Usually, the idea of the French Hegel refers to the renaissance of French philosophy in the 1940s and 1950s, which took up motifs from the Alexandre Kojeve's reading of Hegel's Phenomenology of Spirit in his lectures at the Ecole Practique des Hautes Etudes between 1933 and 1939. Kojeve reads Hegel, 'after Heidegger' and he finds Hegel's ontology of nature indefensible; reads Hegel in terms of History; and as a philosophy of death.
Kojeve's lectures gave an existential reading of Hegel, influenced by Jean Wahl and Koyre, that emphasised the earlier Phenomenology over the later, more conservative Encyclopaedia Hegel as the super rationalist.Kojeve's lectures built Hegel's system on the 'master-slave' dialectic - the Lordship and Bondage section, where the desire that is directed towards another desire is necessarily the desire for recognition, which then engenders history, and moves it.
Kojeve renders as "master and slave" and as the interaction of dominant Self and subordinate Other.
Kojeve reads Lordship and Bondage as 'fight to the death for pure prestige,' for 'recognition' by 'the other'. The man who became master was willing to 'go all the way'. Yet although the master has the pleasure, he does not yet have the satisfaction of recognition by an equal: mastery is ultimately 'tragic' and 'an existential impasse'. It is the slave, who through work "negates given being" who overcomes the world: "the man who works transforms given being … where there is work there is necessarily change, progress, historical evolution".
Now this review of Bruce Baugh's French Hegel: From Surrealism to Postmodernism, gives us another indication of the Hegel of the Phenomenology of Spirit. What is this Hegel? How does Baugh interpret the French reading of Hegel's Phenomenology that is different to Kojeve's?
Robert Bernasconi says that:
"Baugh's contention that unhappy consciousness and not the master-slave dialectic is the central reference point for French readers of Hegel is not to be understood as referring to those few pages at the end of the fourth chapter of the Phenomenology of Spirit that describe what Hegel calls 'unhappy consciousness.' What Baugh has in mind under that title is that experience of a self divided against itself..."

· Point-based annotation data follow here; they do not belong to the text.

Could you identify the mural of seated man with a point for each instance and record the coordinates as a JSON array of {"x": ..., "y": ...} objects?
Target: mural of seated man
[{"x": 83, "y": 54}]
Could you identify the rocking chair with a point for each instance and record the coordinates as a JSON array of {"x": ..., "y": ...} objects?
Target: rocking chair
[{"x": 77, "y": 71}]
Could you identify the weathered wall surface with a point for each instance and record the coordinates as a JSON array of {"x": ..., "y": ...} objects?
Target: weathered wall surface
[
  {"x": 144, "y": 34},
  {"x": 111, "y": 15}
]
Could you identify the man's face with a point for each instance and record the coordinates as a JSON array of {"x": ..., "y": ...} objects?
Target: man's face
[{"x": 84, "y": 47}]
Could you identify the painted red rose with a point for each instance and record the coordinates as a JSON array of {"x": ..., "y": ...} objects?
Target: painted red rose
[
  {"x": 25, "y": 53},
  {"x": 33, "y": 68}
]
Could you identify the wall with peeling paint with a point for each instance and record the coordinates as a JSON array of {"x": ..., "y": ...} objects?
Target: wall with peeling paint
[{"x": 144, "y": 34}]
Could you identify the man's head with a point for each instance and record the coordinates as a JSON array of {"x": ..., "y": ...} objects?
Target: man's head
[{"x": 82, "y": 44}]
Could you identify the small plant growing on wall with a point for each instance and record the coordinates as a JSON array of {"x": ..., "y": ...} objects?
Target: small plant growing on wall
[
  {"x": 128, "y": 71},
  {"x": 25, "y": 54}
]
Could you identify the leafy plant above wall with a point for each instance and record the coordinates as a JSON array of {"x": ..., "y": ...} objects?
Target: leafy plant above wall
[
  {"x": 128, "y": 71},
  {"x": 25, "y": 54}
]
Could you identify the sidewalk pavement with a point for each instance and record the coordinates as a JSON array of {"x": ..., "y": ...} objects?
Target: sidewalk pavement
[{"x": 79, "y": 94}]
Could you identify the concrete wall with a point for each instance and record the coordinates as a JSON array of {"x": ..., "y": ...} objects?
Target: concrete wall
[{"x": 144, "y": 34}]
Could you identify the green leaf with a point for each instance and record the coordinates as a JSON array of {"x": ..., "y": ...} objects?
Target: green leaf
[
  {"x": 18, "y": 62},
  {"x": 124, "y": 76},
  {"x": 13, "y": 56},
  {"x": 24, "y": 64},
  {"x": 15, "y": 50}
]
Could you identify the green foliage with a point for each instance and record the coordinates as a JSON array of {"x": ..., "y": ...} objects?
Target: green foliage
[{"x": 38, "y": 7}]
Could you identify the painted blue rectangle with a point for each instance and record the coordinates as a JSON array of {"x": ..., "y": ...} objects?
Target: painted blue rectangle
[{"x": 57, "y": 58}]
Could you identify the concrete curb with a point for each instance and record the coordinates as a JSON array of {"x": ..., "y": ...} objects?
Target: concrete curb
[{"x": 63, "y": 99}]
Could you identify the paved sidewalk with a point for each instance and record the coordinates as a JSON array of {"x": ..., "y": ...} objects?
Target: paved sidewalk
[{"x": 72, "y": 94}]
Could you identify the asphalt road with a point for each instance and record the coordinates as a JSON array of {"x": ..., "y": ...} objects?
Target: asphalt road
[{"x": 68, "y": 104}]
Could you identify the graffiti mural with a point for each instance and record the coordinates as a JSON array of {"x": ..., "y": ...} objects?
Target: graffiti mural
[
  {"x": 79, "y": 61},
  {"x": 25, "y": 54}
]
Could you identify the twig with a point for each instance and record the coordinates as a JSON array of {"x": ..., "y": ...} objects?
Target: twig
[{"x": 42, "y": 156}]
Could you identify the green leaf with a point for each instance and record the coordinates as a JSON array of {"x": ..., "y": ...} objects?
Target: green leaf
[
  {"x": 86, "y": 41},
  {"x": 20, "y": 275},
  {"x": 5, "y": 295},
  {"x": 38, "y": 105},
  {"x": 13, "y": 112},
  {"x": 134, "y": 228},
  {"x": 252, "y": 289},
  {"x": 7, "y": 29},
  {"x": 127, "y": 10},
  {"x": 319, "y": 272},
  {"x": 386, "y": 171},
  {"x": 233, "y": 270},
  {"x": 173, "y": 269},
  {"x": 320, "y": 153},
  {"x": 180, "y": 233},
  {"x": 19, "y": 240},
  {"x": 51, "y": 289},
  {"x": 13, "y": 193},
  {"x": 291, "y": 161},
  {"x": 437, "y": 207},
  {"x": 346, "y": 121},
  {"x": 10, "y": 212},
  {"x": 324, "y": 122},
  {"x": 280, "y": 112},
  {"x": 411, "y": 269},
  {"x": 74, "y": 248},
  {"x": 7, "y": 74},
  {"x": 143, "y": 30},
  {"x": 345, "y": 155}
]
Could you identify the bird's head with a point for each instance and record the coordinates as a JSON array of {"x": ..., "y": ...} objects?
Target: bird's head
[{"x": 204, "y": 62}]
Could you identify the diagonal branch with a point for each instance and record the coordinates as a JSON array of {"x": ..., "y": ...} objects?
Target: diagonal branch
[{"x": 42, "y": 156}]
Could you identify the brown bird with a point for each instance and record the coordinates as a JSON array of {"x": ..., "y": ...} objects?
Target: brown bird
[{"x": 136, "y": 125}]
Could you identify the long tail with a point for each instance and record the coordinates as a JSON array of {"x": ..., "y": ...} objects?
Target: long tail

A 'self divided against itself' captures the way surrealism relies on the unconscious forces ofdesire more than the conscious mind. A 'self divided against itself'makes a lot of sense of Klossowski and Bataille.The latter thinks of his life as an abortive condition or open wound as constituting a refutation of Hegel's closed system.
On this account the French reception of Hegel may be read as a succession of criticisms against the subject of desire; or the Hegelian conceit of a totalizing impulse which, for various reasons, has lost its plausibility. A close reading of the relevant chapters of the Phenomenology of Spirit reveal that Hegel's text is less totalizing than presumed.